1. Mengapa Jurnal Latihan Itu Penting?

Jurnal latihan adalah catatan rinci yang mencakup jarak total yang ditempuh, gaya renang yang digunakan, waktu istirahat, dan yang terpenting, waktu split untuk setiap set latihan.

  • Mengidentifikasi Inkonsistensi: Jurnal memungkinkan perenang melihat pola penurunan kecepatan. Misalnya, jika seorang perenang mencatat waktu 1:30 untuk set 100 meter pertama, tetapi waktu set ke-10 melonjak menjadi 1:45, jurnal tersebut menunjukkan bahwa stamina threshold (ambang batas daya tahan) perlu ditingkatkan, atau pacing awal terlalu agresif.
  • Memvalidasi Peningkatan: Setelah beberapa minggu latihan interval berintensitas tinggi, perenang dapat melihat data nyata bahwa waktu split di set terakhir tidak lagi turun drastis, mengonfirmasi bahwa daya tahan otot telah meningkat.
  • Memantau Pemulihan: Jurnal juga mencatat bagaimana perasaan tubuh (RPE/Rate of Perceived Exertion) dan berapa lama waktu yang dibutuhkan detak jantung untuk kembali normal setelah set.
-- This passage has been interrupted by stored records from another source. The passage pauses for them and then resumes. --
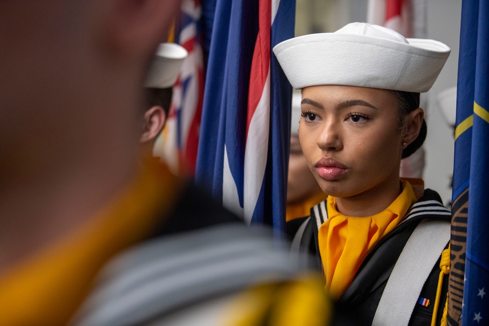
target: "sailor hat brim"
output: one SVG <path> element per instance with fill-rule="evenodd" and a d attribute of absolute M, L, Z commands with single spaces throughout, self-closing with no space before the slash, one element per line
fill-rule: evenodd
<path fill-rule="evenodd" d="M 405 39 L 365 23 L 290 39 L 273 48 L 296 89 L 338 85 L 416 92 L 431 87 L 450 51 L 441 42 Z"/>
<path fill-rule="evenodd" d="M 148 71 L 144 87 L 166 88 L 173 86 L 180 73 L 182 64 L 188 55 L 187 50 L 178 44 L 160 44 Z"/>

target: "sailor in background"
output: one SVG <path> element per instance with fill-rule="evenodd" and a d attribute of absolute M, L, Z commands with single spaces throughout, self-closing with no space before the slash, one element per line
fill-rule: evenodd
<path fill-rule="evenodd" d="M 422 179 L 400 178 L 400 165 L 424 140 L 420 93 L 449 48 L 356 22 L 273 51 L 302 89 L 301 145 L 329 195 L 289 230 L 292 249 L 316 256 L 325 290 L 366 325 L 439 325 L 450 214 Z"/>

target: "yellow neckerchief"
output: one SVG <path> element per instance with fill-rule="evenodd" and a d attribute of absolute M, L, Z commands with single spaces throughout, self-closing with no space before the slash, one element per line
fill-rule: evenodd
<path fill-rule="evenodd" d="M 151 235 L 180 183 L 149 161 L 95 218 L 0 275 L 0 324 L 66 325 L 101 267 Z"/>
<path fill-rule="evenodd" d="M 332 304 L 321 289 L 320 275 L 267 282 L 240 293 L 222 309 L 218 325 L 233 326 L 326 326 Z"/>
<path fill-rule="evenodd" d="M 337 299 L 351 283 L 367 253 L 402 220 L 416 201 L 411 184 L 402 180 L 402 192 L 388 207 L 373 216 L 347 217 L 328 198 L 328 220 L 319 228 L 319 253 L 326 278 L 325 290 Z"/>
<path fill-rule="evenodd" d="M 289 221 L 298 217 L 303 217 L 311 215 L 311 208 L 321 201 L 324 201 L 328 197 L 328 195 L 322 190 L 313 194 L 300 202 L 287 205 L 285 218 Z"/>

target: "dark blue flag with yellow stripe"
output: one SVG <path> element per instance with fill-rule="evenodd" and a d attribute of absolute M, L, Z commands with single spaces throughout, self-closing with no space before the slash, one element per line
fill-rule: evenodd
<path fill-rule="evenodd" d="M 489 325 L 489 1 L 462 2 L 448 322 Z"/>

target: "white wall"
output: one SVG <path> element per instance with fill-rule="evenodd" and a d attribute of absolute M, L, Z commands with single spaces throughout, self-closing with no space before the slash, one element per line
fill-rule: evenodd
<path fill-rule="evenodd" d="M 443 42 L 452 49 L 440 76 L 427 93 L 430 104 L 425 110 L 428 135 L 425 143 L 426 165 L 423 178 L 425 186 L 438 192 L 445 204 L 451 199 L 453 131 L 447 126 L 435 105 L 438 93 L 457 85 L 461 2 L 460 0 L 428 1 L 427 37 Z"/>

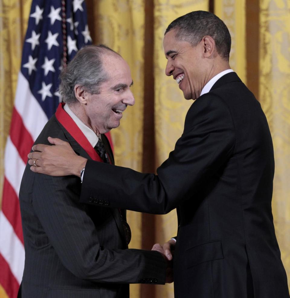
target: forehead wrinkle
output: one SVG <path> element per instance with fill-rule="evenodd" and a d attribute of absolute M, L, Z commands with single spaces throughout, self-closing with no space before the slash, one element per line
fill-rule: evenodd
<path fill-rule="evenodd" d="M 126 88 L 127 87 L 128 87 L 128 85 L 127 84 L 120 83 L 120 84 L 117 84 L 116 85 L 113 86 L 111 88 L 111 89 L 118 89 L 119 88 Z"/>

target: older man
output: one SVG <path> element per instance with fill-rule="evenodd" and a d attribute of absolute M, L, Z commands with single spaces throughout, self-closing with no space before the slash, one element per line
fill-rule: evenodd
<path fill-rule="evenodd" d="M 31 155 L 41 166 L 32 169 L 78 175 L 85 164 L 81 201 L 88 204 L 102 196 L 111 207 L 156 214 L 177 208 L 176 297 L 289 298 L 271 212 L 271 136 L 260 104 L 230 69 L 230 43 L 224 23 L 207 12 L 181 17 L 167 28 L 166 74 L 186 99 L 197 99 L 157 175 L 86 163 L 63 145 L 35 146 L 44 152 Z M 64 156 L 53 165 L 62 152 L 73 161 L 69 169 L 61 166 Z"/>
<path fill-rule="evenodd" d="M 48 143 L 47 137 L 53 136 L 80 156 L 113 164 L 103 134 L 118 126 L 127 106 L 134 104 L 128 64 L 105 46 L 88 46 L 61 78 L 66 104 L 36 143 Z M 127 249 L 125 211 L 104 208 L 105 199 L 92 207 L 79 203 L 81 186 L 79 177 L 36 174 L 27 166 L 19 194 L 25 252 L 23 298 L 128 298 L 128 283 L 164 284 L 164 256 Z"/>

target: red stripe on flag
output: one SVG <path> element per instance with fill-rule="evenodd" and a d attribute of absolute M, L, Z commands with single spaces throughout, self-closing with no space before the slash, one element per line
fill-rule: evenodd
<path fill-rule="evenodd" d="M 6 177 L 4 180 L 2 198 L 2 212 L 13 227 L 15 234 L 24 245 L 19 199 Z"/>
<path fill-rule="evenodd" d="M 26 164 L 28 159 L 27 155 L 30 152 L 34 142 L 15 107 L 13 108 L 12 114 L 10 137 L 22 160 Z"/>
<path fill-rule="evenodd" d="M 3 287 L 9 298 L 17 296 L 19 284 L 11 272 L 9 265 L 0 253 L 0 284 Z"/>

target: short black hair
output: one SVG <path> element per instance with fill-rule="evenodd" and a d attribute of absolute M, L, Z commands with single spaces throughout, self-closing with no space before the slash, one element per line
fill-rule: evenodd
<path fill-rule="evenodd" d="M 192 11 L 175 20 L 167 27 L 165 35 L 174 29 L 175 38 L 197 45 L 204 36 L 212 37 L 217 51 L 221 57 L 228 60 L 230 51 L 230 35 L 224 23 L 215 14 L 199 10 Z"/>

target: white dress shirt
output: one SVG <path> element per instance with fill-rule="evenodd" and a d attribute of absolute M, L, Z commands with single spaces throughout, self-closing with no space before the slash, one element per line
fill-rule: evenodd
<path fill-rule="evenodd" d="M 65 105 L 63 109 L 75 121 L 79 128 L 82 131 L 82 132 L 85 135 L 85 136 L 90 142 L 90 144 L 93 147 L 94 147 L 99 140 L 99 138 L 95 133 L 95 132 L 87 126 L 76 115 L 76 114 L 69 108 L 69 107 L 67 104 Z"/>
<path fill-rule="evenodd" d="M 211 87 L 214 84 L 214 83 L 218 80 L 220 79 L 223 76 L 224 76 L 227 74 L 228 74 L 229 72 L 233 72 L 234 71 L 232 69 L 227 69 L 226 70 L 224 71 L 221 72 L 220 72 L 216 76 L 215 76 L 213 78 L 212 78 L 207 83 L 205 84 L 205 86 L 202 88 L 201 92 L 201 93 L 200 96 L 201 96 L 203 94 L 205 94 L 209 92 L 210 90 L 211 89 Z"/>

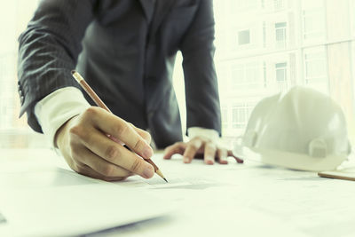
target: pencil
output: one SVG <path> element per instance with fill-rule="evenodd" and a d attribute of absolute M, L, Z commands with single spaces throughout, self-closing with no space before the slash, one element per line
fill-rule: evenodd
<path fill-rule="evenodd" d="M 80 84 L 80 86 L 88 93 L 88 95 L 92 99 L 92 100 L 95 102 L 95 104 L 98 105 L 98 107 L 106 110 L 107 112 L 113 114 L 111 110 L 105 105 L 105 103 L 99 99 L 99 97 L 95 93 L 95 91 L 91 89 L 91 87 L 85 82 L 85 80 L 83 78 L 83 76 L 76 71 L 73 70 L 72 71 L 73 77 L 75 78 L 76 82 Z M 154 172 L 162 177 L 162 179 L 165 180 L 165 182 L 168 183 L 168 180 L 165 178 L 165 177 L 162 175 L 162 171 L 159 170 L 158 166 L 154 164 L 154 162 L 151 159 L 144 159 L 146 162 L 153 165 L 154 168 Z"/>

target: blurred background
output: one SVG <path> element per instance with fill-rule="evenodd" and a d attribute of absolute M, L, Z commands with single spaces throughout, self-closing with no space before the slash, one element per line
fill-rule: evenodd
<path fill-rule="evenodd" d="M 48 146 L 19 119 L 17 38 L 38 0 L 1 0 L 0 147 Z M 216 57 L 226 138 L 241 135 L 256 104 L 295 85 L 330 95 L 343 107 L 355 144 L 355 1 L 215 0 Z M 184 77 L 174 71 L 183 128 Z"/>

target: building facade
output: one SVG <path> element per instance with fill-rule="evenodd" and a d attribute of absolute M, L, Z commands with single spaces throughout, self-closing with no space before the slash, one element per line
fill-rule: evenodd
<path fill-rule="evenodd" d="M 256 104 L 295 85 L 329 94 L 355 141 L 355 1 L 215 1 L 225 136 L 241 135 Z"/>

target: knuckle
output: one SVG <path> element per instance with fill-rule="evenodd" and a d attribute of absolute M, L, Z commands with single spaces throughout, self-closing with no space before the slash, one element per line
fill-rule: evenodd
<path fill-rule="evenodd" d="M 134 173 L 137 173 L 140 170 L 141 166 L 142 166 L 142 161 L 139 159 L 135 159 L 132 165 L 130 166 L 130 170 Z"/>
<path fill-rule="evenodd" d="M 118 154 L 119 154 L 119 150 L 114 145 L 108 146 L 108 147 L 106 150 L 106 157 L 109 161 L 113 161 L 113 160 L 116 159 L 118 157 Z"/>
<path fill-rule="evenodd" d="M 138 139 L 138 140 L 136 142 L 136 144 L 134 145 L 133 150 L 135 150 L 135 151 L 139 151 L 139 149 L 140 149 L 141 147 L 144 146 L 144 144 L 143 144 L 143 143 L 144 143 L 144 141 Z"/>
<path fill-rule="evenodd" d="M 79 174 L 83 174 L 85 172 L 85 169 L 83 166 L 81 166 L 75 162 L 73 164 L 73 168 L 74 168 L 74 170 L 75 170 Z"/>
<path fill-rule="evenodd" d="M 129 128 L 130 127 L 127 125 L 127 123 L 121 124 L 120 126 L 115 126 L 114 128 L 114 133 L 118 137 L 118 138 L 120 138 L 127 133 Z"/>
<path fill-rule="evenodd" d="M 106 177 L 113 177 L 114 176 L 114 170 L 115 169 L 114 165 L 107 164 L 102 168 L 102 174 Z"/>
<path fill-rule="evenodd" d="M 146 131 L 144 131 L 142 133 L 142 138 L 143 138 L 143 139 L 145 139 L 148 142 L 150 142 L 152 140 L 152 136 L 149 134 L 149 132 L 146 132 Z"/>

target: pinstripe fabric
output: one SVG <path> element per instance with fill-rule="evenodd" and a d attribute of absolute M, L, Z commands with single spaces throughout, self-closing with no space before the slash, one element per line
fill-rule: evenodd
<path fill-rule="evenodd" d="M 154 13 L 146 0 L 41 2 L 19 38 L 20 115 L 35 130 L 42 131 L 36 103 L 78 87 L 70 75 L 76 68 L 114 114 L 149 129 L 158 147 L 181 140 L 171 82 L 181 50 L 187 128 L 220 131 L 212 0 L 156 1 Z"/>

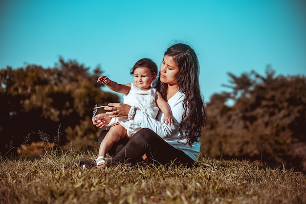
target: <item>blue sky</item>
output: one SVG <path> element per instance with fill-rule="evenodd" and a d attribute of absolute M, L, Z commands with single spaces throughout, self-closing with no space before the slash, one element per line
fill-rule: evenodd
<path fill-rule="evenodd" d="M 206 102 L 229 72 L 306 75 L 305 0 L 2 0 L 0 30 L 0 68 L 53 67 L 61 56 L 120 83 L 138 59 L 159 66 L 175 41 L 187 43 Z"/>

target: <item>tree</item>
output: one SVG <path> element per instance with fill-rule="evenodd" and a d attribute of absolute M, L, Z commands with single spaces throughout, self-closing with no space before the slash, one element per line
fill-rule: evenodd
<path fill-rule="evenodd" d="M 203 153 L 284 162 L 306 171 L 306 78 L 274 74 L 270 67 L 265 76 L 229 74 L 232 92 L 214 94 L 207 105 Z M 226 105 L 229 99 L 232 106 Z"/>
<path fill-rule="evenodd" d="M 59 61 L 53 68 L 27 65 L 0 70 L 1 154 L 19 146 L 29 134 L 33 141 L 41 139 L 39 133 L 54 136 L 60 126 L 61 145 L 72 141 L 80 150 L 95 145 L 99 130 L 91 122 L 95 104 L 118 102 L 119 97 L 95 83 L 100 67 L 91 73 L 76 61 Z"/>

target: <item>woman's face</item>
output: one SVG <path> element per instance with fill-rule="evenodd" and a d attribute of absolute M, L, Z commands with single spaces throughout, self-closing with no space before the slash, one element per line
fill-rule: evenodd
<path fill-rule="evenodd" d="M 160 66 L 160 82 L 170 85 L 177 85 L 179 72 L 179 68 L 173 57 L 165 55 Z"/>

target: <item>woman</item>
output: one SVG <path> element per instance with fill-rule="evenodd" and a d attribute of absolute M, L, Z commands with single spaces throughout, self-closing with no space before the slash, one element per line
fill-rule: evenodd
<path fill-rule="evenodd" d="M 112 117 L 128 115 L 143 128 L 131 139 L 114 144 L 109 151 L 112 164 L 124 161 L 135 164 L 143 161 L 145 155 L 151 163 L 193 165 L 199 153 L 201 128 L 206 119 L 199 72 L 197 55 L 189 45 L 175 44 L 165 52 L 156 88 L 171 109 L 174 125 L 161 122 L 162 113 L 155 119 L 133 107 L 117 103 L 109 103 L 111 107 L 105 110 L 111 111 L 92 119 L 94 125 L 102 128 Z M 107 132 L 101 132 L 99 142 Z"/>

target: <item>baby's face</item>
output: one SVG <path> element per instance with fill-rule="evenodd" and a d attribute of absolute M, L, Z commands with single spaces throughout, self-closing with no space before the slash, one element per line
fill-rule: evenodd
<path fill-rule="evenodd" d="M 134 85 L 142 90 L 150 89 L 151 83 L 156 78 L 147 68 L 140 67 L 134 70 Z"/>

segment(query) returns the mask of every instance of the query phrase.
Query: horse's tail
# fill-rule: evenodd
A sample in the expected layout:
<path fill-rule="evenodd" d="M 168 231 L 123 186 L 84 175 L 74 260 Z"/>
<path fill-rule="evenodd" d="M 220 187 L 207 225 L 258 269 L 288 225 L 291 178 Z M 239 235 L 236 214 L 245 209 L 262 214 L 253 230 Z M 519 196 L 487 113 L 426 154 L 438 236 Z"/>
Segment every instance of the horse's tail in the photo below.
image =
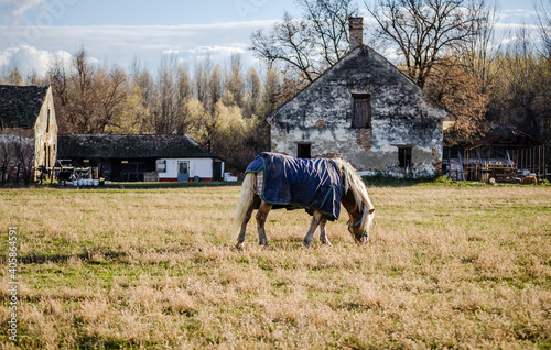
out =
<path fill-rule="evenodd" d="M 237 205 L 236 217 L 234 219 L 234 230 L 231 231 L 231 240 L 237 240 L 239 231 L 241 229 L 242 222 L 252 200 L 255 199 L 255 179 L 256 174 L 247 173 L 245 175 L 245 181 L 241 187 L 241 198 L 239 198 L 239 204 Z"/>

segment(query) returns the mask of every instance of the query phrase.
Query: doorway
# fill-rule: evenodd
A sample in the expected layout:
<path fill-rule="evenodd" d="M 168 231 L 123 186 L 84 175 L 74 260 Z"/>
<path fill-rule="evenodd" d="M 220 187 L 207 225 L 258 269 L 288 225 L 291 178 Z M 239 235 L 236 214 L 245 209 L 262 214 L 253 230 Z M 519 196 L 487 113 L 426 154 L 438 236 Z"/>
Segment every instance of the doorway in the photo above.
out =
<path fill-rule="evenodd" d="M 179 161 L 177 162 L 177 182 L 186 183 L 190 181 L 190 162 Z"/>

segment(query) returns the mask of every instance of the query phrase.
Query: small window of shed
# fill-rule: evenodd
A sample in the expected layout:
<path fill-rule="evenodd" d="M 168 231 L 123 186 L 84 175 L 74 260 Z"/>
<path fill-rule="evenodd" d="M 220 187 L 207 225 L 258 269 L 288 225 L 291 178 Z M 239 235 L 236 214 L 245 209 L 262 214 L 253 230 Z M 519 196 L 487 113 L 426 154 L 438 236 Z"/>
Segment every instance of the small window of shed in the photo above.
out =
<path fill-rule="evenodd" d="M 398 166 L 411 168 L 411 146 L 398 146 Z"/>
<path fill-rule="evenodd" d="M 371 95 L 353 94 L 352 96 L 352 128 L 371 128 Z"/>
<path fill-rule="evenodd" d="M 166 161 L 162 161 L 162 160 L 156 161 L 156 172 L 158 173 L 166 173 Z"/>

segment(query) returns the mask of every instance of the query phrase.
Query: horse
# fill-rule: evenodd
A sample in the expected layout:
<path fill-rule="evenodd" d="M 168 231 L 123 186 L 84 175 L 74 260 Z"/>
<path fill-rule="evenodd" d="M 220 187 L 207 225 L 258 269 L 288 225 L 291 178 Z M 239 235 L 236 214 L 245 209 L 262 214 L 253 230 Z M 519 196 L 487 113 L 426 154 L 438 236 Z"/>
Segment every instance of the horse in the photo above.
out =
<path fill-rule="evenodd" d="M 320 182 L 323 184 L 320 185 Z M 307 193 L 307 188 L 314 189 Z M 276 197 L 284 198 L 274 198 L 274 194 Z M 367 242 L 375 207 L 364 181 L 350 163 L 342 158 L 304 160 L 278 153 L 260 153 L 246 171 L 234 219 L 233 241 L 237 240 L 237 249 L 242 248 L 247 223 L 252 211 L 258 209 L 258 243 L 268 248 L 264 223 L 270 210 L 303 208 L 312 216 L 304 245 L 311 247 L 317 227 L 321 243 L 332 245 L 325 225 L 327 220 L 338 219 L 341 204 L 348 211 L 348 231 L 354 240 L 358 244 Z"/>

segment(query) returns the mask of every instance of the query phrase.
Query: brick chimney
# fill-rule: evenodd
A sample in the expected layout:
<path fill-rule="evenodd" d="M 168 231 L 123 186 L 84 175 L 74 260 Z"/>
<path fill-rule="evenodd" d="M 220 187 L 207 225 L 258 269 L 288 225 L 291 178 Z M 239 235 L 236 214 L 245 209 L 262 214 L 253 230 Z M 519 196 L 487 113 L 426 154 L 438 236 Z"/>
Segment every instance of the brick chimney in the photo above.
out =
<path fill-rule="evenodd" d="M 364 44 L 364 18 L 348 18 L 350 51 Z"/>

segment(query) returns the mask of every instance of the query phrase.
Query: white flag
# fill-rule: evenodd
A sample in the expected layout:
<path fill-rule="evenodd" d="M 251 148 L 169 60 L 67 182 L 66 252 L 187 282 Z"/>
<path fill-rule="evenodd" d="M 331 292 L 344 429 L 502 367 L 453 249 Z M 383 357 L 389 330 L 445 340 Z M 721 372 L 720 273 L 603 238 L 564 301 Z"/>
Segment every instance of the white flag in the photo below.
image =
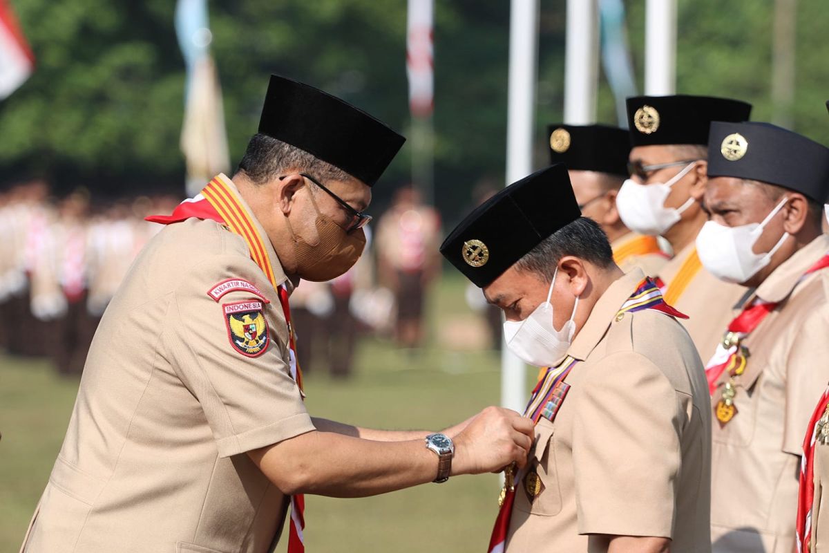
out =
<path fill-rule="evenodd" d="M 409 0 L 406 73 L 409 75 L 409 105 L 415 117 L 427 117 L 432 113 L 434 9 L 434 0 Z"/>
<path fill-rule="evenodd" d="M 7 0 L 0 0 L 0 99 L 29 78 L 35 56 Z"/>

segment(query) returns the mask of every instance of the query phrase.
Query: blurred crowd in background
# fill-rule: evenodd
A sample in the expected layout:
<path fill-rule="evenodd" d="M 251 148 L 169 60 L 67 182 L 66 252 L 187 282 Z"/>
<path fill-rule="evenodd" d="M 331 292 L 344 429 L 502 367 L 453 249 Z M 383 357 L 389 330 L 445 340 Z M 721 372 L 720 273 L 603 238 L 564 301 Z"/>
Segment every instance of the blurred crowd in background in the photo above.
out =
<path fill-rule="evenodd" d="M 172 194 L 101 198 L 84 187 L 57 197 L 41 178 L 6 187 L 0 192 L 0 348 L 49 357 L 62 375 L 80 374 L 104 309 L 135 256 L 162 228 L 144 217 L 170 213 L 181 200 Z M 405 187 L 376 221 L 350 271 L 330 282 L 303 281 L 291 297 L 299 362 L 308 373 L 348 376 L 361 333 L 389 337 L 412 353 L 424 346 L 424 308 L 440 275 L 440 217 L 417 189 Z M 497 310 L 478 289 L 467 296 L 473 310 L 494 313 L 493 343 L 499 344 Z"/>

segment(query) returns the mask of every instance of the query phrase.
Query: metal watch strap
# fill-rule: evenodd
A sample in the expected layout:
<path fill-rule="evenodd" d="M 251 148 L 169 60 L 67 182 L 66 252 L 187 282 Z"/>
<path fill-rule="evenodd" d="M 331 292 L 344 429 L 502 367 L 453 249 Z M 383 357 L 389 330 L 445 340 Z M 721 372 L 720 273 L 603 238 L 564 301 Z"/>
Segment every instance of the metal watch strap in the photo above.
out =
<path fill-rule="evenodd" d="M 449 479 L 449 473 L 452 472 L 452 452 L 438 455 L 438 478 L 434 482 L 440 484 Z"/>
Ini membantu mengidentifikasi potensi overtraining (latihan berlebihan).

2. Strategi Analisis Split

Analisis split harus dilakukan dengan fokus pada dua metrik utama:

  1. Even Split (Split Rata): Ini adalah kemampuan untuk mempertahankan kecepatan yang sama di seluruh jarak renang. Dalam latihan jarak jauh 800 meter, perenang harus berusaha agar split setiap 100 meter tidak berbeda lebih dari 1-2 detik.
  2. Negative Split (Paruh Kedua Lebih Cepat): Strategi negative split terlihat dari data jurnal ketika perenang mencatat bahwa paruh kedua total jarak (misalnya, split 400 meter terakhir dari 800 meter) memiliki waktu yang lebih cepat. Strategi ini menunjukkan manajemen energi yang unggul, suatu keahlian yang harus dimiliki oleh perenang jarak jauh.

Sebagai contoh nyata, sebuah tim pelatihan elit di Surabaya, pada sesi renang Kamis, 14 Februari 2024, mewajibkan setiap atlet untuk mencatat waktu split 50 meter untuk set 20 x 50 meter. Hasil analisis kecepatan mereka digunakan untuk menyesuaikan waktu send-off (waktu mulai) pada sesi latihan berikutnya, memastikan latihan selalu menantang batas threshold mereka.

3. Komponen Jurnal Latihan

Jurnal yang ideal setidaknya harus memuat:

  • Tanggal dan Hari Latihan
  • Total Jarak (Volume)
  • Jenis Set (misalnya: Descending, Pyramid, atau Sprint)
  • Waktu Split Setiap Pengulangan
  • Waktu Istirahat
  • Catatan Subjektif (misalnya: “Merasa lelah pada set ke-8″, “Teknik tangan sudah lebih baik”).